How Astronomy Begat Astrology

Imagine yourself several thousand years ago, at the end of a day looking up at night sky. What a show it must have been. There was no industrial pollution then dimming the stars. And no light pollution from city streets to lighten the sky. The stars shone much more brightly then.

They were the nightly entertainment. No television or radio. No computers or video games. No cinemas or theatres. No books. Just oneself and the sky.

And the sky moved, rotating through the night. Most of the stars kept fixed positions, but a few of them moved slowly past the other stars in orbits of their own. The Greeks called these the planeta, the wanderers.

Dominating this nightly show, as clearly as the sun dominates the day, was the moon, with a pattern of its own. Waxing and waning as she sped through the Heavens.

Imagine how it would have been watching these magical lights, night after night, noticing the patterns in their movements. At times the moon would pass by a planet, or two planets would draw close. What was already a spectacular sight would have attracted even greater interest.

It would have been hard not too see such awe-inspiring sights as auspicious. (Even today it's hard not to look at a brilliant Venus hovering over the afterglow of a sunset and not feel a little of that magic.) The ancients might have seen these special configurations as omens of things to come, or blessings upon the time. A child born under such a night would have been well-marked by the Heavens -- perhaps Mars was overhead, Jupiter just rising, and the crescent moon sitting between Castor and Pollux.

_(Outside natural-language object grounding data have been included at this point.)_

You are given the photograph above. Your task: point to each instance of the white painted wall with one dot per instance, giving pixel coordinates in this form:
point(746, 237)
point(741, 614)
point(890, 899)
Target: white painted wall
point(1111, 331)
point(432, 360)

Today as I watch the movements of the planets I notice synchronicities between events in my life and patterns in the sky. Remarkable visual configurations often correlate with significant times in my own life. (As I’m writing this Mars is just visible, rising over the ocean.) I am not saying one causes the other, but I often notice the coincidences. I am sure the ancients would have felt the same.

The planets each have different characters. Venus, swift and brilliant. Mars, red and sultry. Jupiter, much slower, waxing and waning over decades. These characters would be part of the pattern. As would the different phases of the moon. And the constellations the planets were passing through. Which stars were about to appear over the horizon. What was at the highest point.

It would have been natural to ask when auspicious events might next occur. Or what meetings might be taking place, but unable to be seen due to cloudy skies? Or where there meetings that took place during the daytime sky?

Today astrology seems to have lost contact with its astronomical roots. Astrologers consult only their tables, having very little picture of how the stars actually appear in the sky. I recently pointed out to several astrologers that Venus, Mars and Jupiter were about to do a beautiful celestial dance that would be clearly visible in the evening sky. They had to look to their ephemeris to check that out the configuration, and even then did not pronounce it as overly significant. But to all who saw it was a spectacular event.

That’s why I like to watch the stars. To get back to the roots of astrology. To the time when astrology and astronomy were one.


And one final note. Today we also have hundreds of artificial satellites added to the nightly show. Imagine how it might if, after the fall of Western civilization, people sat around their camp fires watching these other lights cross the sky, lights that did not follow the planets, but raced across the sky in all directions, and just for an hour or two after sunset and before sunrise. What new astronomical systems would emerge? And what would people think as they noticed over the years that the number of these errant lights was steadily decreasing? The coming of the end of the world?